Those Pesky AIG Bonuses

By David Feldman at 18 March, 2009, 6:27 am

Unlike apparently pretty much the whole country, I have really mixed feelings about the $165 million in bonuses recently paid to AIG executives. I totally understand the outrage given that over $100 billion of your tax dollars have gone to save this “too big to fail” giant. And the fact that 11 people that have left the company got over $1 million each. No matter that this is less than 1/10 of 1% of the money we gave them.
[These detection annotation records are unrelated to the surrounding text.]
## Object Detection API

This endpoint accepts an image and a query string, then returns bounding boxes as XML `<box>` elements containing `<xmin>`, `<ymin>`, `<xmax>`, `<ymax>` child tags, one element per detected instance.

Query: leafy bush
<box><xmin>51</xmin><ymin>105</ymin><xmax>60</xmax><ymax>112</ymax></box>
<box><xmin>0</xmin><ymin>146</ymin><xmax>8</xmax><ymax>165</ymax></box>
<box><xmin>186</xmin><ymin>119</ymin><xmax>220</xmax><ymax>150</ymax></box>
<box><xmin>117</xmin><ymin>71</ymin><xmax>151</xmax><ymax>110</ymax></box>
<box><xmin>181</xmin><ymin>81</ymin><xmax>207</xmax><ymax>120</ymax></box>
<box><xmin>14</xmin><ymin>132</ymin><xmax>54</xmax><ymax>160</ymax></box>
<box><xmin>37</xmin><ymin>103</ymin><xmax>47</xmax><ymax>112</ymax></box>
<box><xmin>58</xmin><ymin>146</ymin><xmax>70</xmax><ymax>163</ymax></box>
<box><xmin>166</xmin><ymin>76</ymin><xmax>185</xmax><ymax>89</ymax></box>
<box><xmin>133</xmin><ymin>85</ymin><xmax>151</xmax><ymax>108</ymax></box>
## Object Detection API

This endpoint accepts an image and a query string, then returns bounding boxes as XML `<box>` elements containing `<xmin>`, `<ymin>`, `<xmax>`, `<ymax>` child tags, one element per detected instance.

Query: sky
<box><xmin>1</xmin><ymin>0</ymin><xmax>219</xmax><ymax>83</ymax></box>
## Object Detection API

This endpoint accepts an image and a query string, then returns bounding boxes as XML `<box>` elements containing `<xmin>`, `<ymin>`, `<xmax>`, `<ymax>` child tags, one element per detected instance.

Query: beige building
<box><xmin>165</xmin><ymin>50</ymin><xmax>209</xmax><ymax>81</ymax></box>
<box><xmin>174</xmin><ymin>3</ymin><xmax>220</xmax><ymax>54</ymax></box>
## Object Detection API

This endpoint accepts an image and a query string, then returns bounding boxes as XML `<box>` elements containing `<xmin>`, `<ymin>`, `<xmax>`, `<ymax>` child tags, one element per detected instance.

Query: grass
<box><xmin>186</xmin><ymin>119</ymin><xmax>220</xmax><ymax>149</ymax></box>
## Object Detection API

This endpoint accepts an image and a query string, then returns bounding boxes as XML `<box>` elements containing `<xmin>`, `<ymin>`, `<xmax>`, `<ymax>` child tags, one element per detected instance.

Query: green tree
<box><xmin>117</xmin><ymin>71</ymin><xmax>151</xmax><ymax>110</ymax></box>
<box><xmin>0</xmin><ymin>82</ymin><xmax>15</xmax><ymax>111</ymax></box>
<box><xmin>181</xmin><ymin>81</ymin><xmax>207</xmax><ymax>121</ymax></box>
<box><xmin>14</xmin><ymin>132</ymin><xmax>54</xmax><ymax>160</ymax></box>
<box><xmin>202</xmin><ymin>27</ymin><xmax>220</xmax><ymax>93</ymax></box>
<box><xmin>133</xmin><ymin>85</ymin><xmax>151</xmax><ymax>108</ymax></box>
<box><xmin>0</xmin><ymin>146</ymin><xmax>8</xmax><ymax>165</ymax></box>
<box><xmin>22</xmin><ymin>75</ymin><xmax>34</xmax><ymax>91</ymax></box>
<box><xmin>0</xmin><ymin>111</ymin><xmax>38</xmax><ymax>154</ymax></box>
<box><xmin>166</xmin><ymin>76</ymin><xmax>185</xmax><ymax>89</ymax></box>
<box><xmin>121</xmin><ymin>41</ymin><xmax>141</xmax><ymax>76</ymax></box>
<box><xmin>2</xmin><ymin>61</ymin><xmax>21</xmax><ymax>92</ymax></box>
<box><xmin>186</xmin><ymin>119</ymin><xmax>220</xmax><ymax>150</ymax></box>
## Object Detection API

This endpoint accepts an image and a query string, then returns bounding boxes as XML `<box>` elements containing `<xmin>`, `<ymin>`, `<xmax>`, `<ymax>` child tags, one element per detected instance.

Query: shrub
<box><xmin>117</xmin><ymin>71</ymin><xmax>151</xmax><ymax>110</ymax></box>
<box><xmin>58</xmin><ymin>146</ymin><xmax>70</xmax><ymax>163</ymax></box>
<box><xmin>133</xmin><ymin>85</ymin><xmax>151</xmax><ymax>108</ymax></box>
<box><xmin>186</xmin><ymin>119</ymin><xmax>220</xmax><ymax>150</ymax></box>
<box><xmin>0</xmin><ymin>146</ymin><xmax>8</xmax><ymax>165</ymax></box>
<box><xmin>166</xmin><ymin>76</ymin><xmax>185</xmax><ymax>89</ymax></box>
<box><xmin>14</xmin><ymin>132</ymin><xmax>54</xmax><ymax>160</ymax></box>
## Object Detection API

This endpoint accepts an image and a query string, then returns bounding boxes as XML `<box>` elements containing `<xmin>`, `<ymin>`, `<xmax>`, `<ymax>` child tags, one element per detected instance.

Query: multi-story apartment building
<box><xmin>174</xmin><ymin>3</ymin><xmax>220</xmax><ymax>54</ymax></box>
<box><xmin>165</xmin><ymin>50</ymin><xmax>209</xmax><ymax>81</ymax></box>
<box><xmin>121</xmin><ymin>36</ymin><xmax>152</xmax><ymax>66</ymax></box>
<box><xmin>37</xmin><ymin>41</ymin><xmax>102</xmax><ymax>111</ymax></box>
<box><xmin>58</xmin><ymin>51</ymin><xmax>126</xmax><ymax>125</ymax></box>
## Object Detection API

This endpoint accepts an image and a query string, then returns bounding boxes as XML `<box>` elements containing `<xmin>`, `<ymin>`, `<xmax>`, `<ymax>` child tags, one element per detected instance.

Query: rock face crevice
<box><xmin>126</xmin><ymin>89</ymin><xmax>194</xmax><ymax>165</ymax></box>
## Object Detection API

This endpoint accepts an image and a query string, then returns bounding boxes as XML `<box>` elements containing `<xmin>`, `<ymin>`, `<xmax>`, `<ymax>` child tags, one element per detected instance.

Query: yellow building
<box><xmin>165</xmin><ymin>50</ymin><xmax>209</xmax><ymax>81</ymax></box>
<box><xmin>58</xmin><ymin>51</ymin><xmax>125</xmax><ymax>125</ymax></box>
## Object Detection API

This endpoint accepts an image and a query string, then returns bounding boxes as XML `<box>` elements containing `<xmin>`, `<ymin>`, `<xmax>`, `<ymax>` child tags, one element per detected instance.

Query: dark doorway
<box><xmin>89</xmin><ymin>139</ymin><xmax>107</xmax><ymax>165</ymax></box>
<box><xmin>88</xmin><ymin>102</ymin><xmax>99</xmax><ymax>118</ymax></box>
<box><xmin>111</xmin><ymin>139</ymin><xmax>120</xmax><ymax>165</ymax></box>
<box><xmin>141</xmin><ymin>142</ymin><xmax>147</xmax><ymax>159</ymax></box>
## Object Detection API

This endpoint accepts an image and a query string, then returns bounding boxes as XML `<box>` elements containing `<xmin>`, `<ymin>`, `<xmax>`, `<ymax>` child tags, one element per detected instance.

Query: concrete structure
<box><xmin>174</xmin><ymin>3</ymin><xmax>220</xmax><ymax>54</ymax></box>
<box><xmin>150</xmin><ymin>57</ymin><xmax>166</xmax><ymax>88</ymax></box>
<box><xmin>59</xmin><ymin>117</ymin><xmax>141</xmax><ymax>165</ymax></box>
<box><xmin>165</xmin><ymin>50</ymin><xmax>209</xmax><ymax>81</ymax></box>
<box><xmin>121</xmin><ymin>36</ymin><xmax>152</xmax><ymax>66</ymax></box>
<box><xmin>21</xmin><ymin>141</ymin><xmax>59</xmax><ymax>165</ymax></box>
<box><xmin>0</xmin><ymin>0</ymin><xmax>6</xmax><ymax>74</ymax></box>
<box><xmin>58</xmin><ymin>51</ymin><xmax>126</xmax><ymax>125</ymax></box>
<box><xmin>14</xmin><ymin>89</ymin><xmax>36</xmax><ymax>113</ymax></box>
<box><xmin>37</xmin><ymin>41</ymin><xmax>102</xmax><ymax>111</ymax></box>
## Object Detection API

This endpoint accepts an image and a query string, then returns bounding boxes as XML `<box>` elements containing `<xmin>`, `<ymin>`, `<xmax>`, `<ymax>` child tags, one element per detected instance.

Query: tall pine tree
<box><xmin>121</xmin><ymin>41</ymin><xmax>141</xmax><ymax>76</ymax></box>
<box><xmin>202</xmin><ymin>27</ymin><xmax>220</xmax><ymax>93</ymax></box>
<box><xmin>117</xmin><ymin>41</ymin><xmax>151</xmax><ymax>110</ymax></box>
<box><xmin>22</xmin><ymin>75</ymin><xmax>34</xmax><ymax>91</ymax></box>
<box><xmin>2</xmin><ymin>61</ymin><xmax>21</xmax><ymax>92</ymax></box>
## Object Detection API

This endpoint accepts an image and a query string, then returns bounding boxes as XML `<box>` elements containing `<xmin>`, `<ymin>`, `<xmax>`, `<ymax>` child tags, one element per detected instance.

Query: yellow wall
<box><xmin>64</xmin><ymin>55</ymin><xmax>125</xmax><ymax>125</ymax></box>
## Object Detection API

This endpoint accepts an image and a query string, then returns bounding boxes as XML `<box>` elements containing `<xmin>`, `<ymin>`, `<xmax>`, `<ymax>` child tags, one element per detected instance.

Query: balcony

But here’s the thing. They had contracts. The company was legally obligated to do this. Could/should they have tried to renegotiate? With what leverage? Refuse to pay and force the employees to sue? I have worked with labor and employment lawyers, it is a really not good thing when an employer is taken to court over failing to pay compensation. Threaten to fire them? Again, I’m pretty sure that has labor law connotations, plus a bunch of them left anyway, so not sure that would have helped. About the only thing that might have permitted a change would be bankruptcy court, but even then employee compensation is usually one of the last things the bankruptcy court looks to change.

The President is angry at this “outrage” I think, in part, because his own Administration knew about it for a number of weeks, could have intervened before the payments were made, and did not. So he is trying “every legal avenue” to get the money back. There is even a bill going through Congress to tax the bonuses 100%! Of course this probably wouldn’t work on the many foreign people who received these bonuses.

I don’t think bankruptcy for some of these big companies necessarily means failing. It means reorganizing. Yesterday GM President Wagoner said that GM would liquidate if it filed for bankruptcy. It is not clear at all to me why this would have to be true. I think it may be time to cut our losses with AIG and let it play out without further bailout money.